Accurate demonstration of phosphorylated α-synuclein aggregation and propagation, progressive nigrostriatal degeneration and motor deficits will help further research on elucidating the mechanisms of Parkinson’s Disease. α-synucleinN103 and tauN368, cleaved by activated asparagine endopeptidase in Parkinson’s Disease, robustly interacted with each other and triggered endogenous α-synuclein accumulation in a strong manner. However, the detailed pathophysiological process caused by the complex remains to be established.
In this study, rats were unilaterally inoculated with 15 or 30 μg of this complex or vehicle (phosphate buffered saline, PBS). Over a 6-month period post injection, we then investigated the abundance of pSyn inclusions, nigrostriatal degeneration, and changes in axonal transport proteins to identify the various dynamic pathological changes caused by pSyn aggregates in the nigrostriatal system.
As expected, rats displayed a dose-dependent increase in the amount of α-synuclein inclusions, and progressive dopaminergic neurodegeneration was observed throughout the study, reaching 30% at 6 months post injection. Impairments in anterograde axonal transport, followed by retrograde transport, were observed prior to neuron death, which was first discovered in the PFFs model.

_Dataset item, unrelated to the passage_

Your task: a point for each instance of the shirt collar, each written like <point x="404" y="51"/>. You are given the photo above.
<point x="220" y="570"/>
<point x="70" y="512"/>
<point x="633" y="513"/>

The current results demonstrate the value of a novel rat model of Parkinson’s disease characterized by widespread, “seed”-initiated endogenous α-Syn pathology, impaired axonal transport, and a neurodegenerative cascade in the nigrostriatal system. Notably, the present study is the first to examine alterations in axonal transport proteins in a PFF model, providing an appropriate foundation for future research regarding the mechanisms leading to subsequent neurodegeneration. As this model recapitulates some essential features of Parkinson’s disease, it provides an important platform for further research on specific pathogenic mechanisms and pre-clinical evaluations of novel therapeutic strategies.